I'm using Bloodshed DevCpp version 4.9.9.2 (version five beta) as my compiler and IDE, and I am trying to compute pi truncated to the first 15 decimal places, only there is a problem. I am using a while loop for my computation, and I've figured out that in order to get all decimal places right I need a loop that repeates over 1 billion times to recieve one hundred percent accuracy. However, it will not compile for some reason. The message the compiler displayes is something like "intager constant to large for 'long' type". WHAT? Long is 32 bits, and long long is 64 bits, and I am computing with a 64 bit long, but it says I'm computing with a long.
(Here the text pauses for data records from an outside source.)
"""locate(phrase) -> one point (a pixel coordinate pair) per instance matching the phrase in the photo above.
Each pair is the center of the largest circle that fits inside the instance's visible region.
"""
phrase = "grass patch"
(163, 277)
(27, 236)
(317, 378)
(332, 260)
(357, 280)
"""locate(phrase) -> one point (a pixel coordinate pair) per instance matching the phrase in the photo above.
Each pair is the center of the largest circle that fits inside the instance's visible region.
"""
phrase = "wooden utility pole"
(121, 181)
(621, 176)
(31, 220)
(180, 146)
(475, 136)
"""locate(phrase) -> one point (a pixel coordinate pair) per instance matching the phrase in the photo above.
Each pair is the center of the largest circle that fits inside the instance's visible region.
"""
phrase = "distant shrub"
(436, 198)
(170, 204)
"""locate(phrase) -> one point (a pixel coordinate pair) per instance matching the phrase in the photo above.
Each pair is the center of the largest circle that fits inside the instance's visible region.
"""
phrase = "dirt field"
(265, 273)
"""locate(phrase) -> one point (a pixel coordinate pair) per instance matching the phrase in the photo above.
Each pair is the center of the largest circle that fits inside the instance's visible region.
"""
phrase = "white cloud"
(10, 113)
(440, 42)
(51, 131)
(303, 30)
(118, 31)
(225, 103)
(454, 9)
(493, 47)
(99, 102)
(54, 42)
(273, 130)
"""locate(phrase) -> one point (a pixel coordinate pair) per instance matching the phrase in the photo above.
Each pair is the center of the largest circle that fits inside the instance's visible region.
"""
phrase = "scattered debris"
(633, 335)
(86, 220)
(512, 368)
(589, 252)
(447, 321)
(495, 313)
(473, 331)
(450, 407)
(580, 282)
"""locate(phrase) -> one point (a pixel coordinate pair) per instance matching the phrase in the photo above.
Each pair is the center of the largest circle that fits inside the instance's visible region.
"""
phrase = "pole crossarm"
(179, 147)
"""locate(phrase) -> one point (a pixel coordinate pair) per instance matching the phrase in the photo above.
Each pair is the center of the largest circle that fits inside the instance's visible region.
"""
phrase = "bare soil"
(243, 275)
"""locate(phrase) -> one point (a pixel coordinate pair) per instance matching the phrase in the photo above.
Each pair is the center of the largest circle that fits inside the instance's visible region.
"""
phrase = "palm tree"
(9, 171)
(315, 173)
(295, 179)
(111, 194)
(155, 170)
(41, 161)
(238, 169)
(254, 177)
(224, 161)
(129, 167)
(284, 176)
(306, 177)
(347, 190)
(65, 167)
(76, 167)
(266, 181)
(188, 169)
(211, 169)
Here is the code :
#include <iostream>
#include <limits>
using namespace std;
int main()
{
double pi = 4.0/1.0;
unsigned long long int divide = 3;
double calculate = 4.0 / divide;
unsigned long long int loops = 0;
while(loops != 1000000000000) //Line that produces a compile error
{
loops++;
if(loops % 2 != 0)
{
pi = pi  calculate;
divide = divide + 2;
calculate = 4.0 / divide;
}
if(loops % 2 == 0)
{
pi = pi + calculate;
divide = divide + 2;
calculate = 4.0 / divide;
}
}
cout.precision(15);
cout << pi;
cin.get();
return 0;
}
I realize that it may be less than that to produce accuracy that is desirable, but it is not that that bugs me, it is the fact that the compiler won't let me compute with 64 bit intagers unless I use predefined limits in the <limits> header file. I am concerned about this now because it may prevent me from doing flexible computations in future programs, but right now it is limited. Can someone tell me why this is? And how to fix it perhaps?